Today there are different views inside the Muslim Brotherhood about whether it should be tied to Iran. As a result of the 2006 Second Lebanon War, many members of the Muslim Brotherhood in Egypt advocated improved ties with Iran. Today, with Iran supporting Bashar Assad's war on the Syrian opposition, which includes a large number of Muslim Brotherhood members, anti-Iranian sentiments have arisen, along with greater identification with Turkey. But should Iran militarily become the dominant power in the region during the years ahead then the Muslim Brotherhood will undoubtedly move in that direction.

THE CHALLENGE FOR THE WEST AND ISRAEL

Despite the ideological orientation of the Muslim Brotherhood, the new leaders taking power in the months ahead will seek cooperation with the West in the short term, given their first priority will be for their states to economically recover. Egypt, for example will need tourism and foreign investments.

This not only reduces the risks of armed conflict, but it also hands the US and Europe a great deal of leverage. Assuming the West will seek ties with many of these new regimes, it must not embrace them unconditionally.

Take the case of Hamas, which is the Palestinian branch of the Muslim Brotherhood. The Quartet has insisted that before it agrees to talk to Hamas, the latter must renounce terrorism, accept all past agreements, and accept Israel's right to exist. In other words, Western diplomacy introduced certain standards that must be met by Hamas, before it can be accepted as a legitimate diplomatic interlocutor. These standards should equally be introduced when considering relations with regimes that have a Muslim Brotherhood component.
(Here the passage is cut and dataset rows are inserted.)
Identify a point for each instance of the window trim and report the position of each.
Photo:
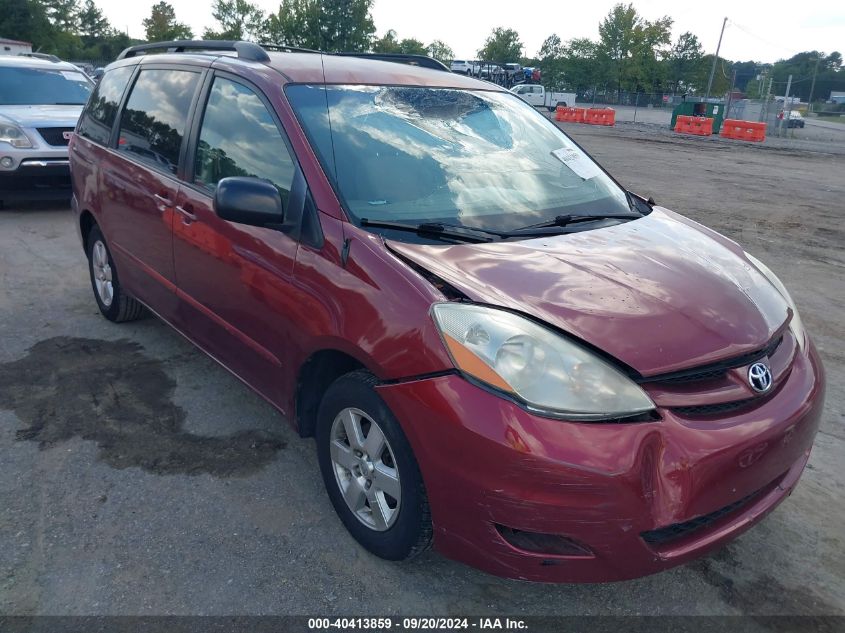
(299, 190)
(203, 72)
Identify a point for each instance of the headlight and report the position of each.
(13, 135)
(549, 373)
(796, 325)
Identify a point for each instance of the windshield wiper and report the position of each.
(561, 221)
(438, 229)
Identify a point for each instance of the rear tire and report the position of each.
(369, 470)
(114, 303)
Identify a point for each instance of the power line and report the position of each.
(762, 39)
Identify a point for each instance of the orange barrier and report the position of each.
(743, 130)
(600, 116)
(570, 115)
(700, 126)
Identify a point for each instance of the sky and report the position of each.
(776, 32)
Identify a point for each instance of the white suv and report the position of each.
(40, 103)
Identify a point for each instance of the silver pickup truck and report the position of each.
(539, 97)
(40, 103)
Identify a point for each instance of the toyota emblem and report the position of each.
(760, 377)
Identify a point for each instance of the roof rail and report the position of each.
(245, 50)
(414, 60)
(257, 53)
(44, 56)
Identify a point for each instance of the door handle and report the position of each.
(187, 213)
(164, 202)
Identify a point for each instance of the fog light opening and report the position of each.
(544, 544)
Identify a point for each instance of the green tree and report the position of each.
(551, 61)
(441, 51)
(93, 25)
(346, 25)
(388, 43)
(632, 47)
(502, 45)
(162, 26)
(25, 20)
(552, 48)
(582, 66)
(802, 66)
(238, 20)
(63, 14)
(412, 46)
(330, 25)
(297, 23)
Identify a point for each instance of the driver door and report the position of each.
(234, 281)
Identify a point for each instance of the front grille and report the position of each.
(716, 371)
(55, 135)
(679, 530)
(713, 409)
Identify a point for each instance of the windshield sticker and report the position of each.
(577, 162)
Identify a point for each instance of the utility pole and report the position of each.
(715, 59)
(787, 108)
(813, 86)
(730, 96)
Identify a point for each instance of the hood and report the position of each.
(42, 115)
(660, 293)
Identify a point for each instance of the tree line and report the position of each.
(630, 53)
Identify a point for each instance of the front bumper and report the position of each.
(617, 489)
(35, 174)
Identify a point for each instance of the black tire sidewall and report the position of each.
(400, 540)
(112, 311)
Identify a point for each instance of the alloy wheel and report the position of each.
(101, 269)
(365, 469)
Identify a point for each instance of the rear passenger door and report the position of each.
(140, 181)
(234, 281)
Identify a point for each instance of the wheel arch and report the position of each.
(315, 375)
(87, 221)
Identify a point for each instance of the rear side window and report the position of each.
(153, 123)
(97, 120)
(240, 138)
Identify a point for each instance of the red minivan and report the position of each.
(498, 348)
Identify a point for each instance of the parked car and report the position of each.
(40, 103)
(496, 346)
(539, 97)
(796, 119)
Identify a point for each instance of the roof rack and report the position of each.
(245, 50)
(258, 52)
(44, 56)
(402, 58)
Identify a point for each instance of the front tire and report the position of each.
(113, 302)
(369, 470)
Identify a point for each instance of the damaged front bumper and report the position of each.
(527, 497)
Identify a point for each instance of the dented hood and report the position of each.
(660, 293)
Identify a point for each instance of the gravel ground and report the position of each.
(198, 499)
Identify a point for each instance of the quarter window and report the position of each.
(97, 120)
(240, 138)
(153, 123)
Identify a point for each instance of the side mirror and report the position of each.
(250, 201)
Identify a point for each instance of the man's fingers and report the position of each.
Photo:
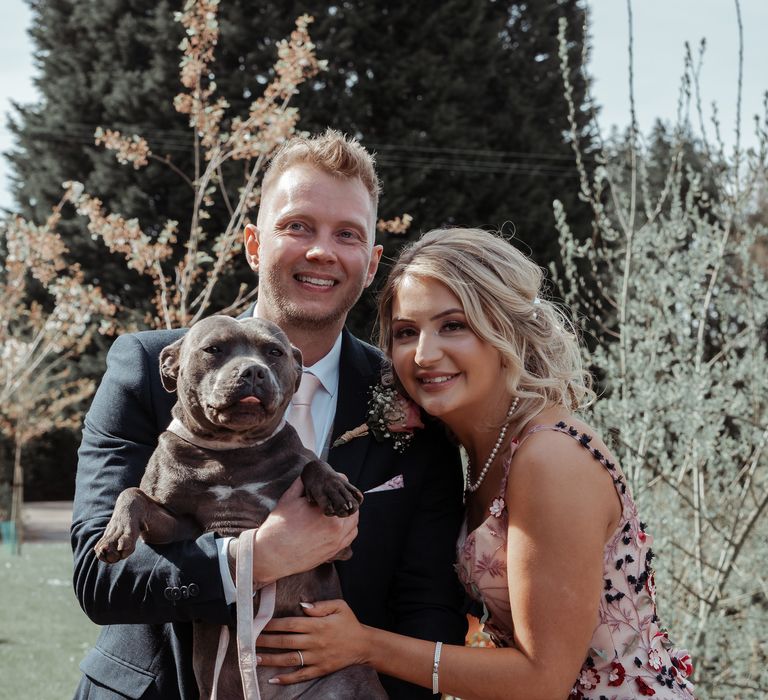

With respect to Israel, it must exercise extreme caution in the period ahead. No one can guarantee that half the regimes surrounding it will even be there in a few years. Traditional Israeli security interests since the days of Yitzhak Rabin, like preserving control of the Jordan Valley defense line, acquire greater importance when regimes cannot be relied upon in the future as in the past to stem the freedom of movement of terrorist organizations armed with the most advanced weapons that are now flooding the market. This is all the more the case when Iran is exploiting these regional vulnerabilities, to help its proxy forces around Israel.

NOT A TWITTER REVOLUTION

The Arab uprisings initially appeared as a youthful and idealistic movement to defeat tyranny and spread democracy. But those who began these movements, armed with the latest social media, soon gave way to those who used far more effectively the main force for political mobilization: the mosque. It came as no surprise that the momentum against the old regimes of the Middle East gained strength on Fridays, when the mosques were full. This phenomenon led to the emergence of an Islamist winter.

Israel, like its allies, must gain an accurate picture of the new world that is arising around it. The fragmentation of neighboring states is a possibility that Israel will need to consider. Regardless, the West also needs to know who it is dealing with and not rely on broad-brushed characterizations about its new Middle Eastern partners that have not been thought through, but fit well into pre-conceived ideological positions that are simply untrue.

The writer is the president of the Jerusalem Center for Public Affairs and served as Israel's ambassador to the United Nations, 1997-1999.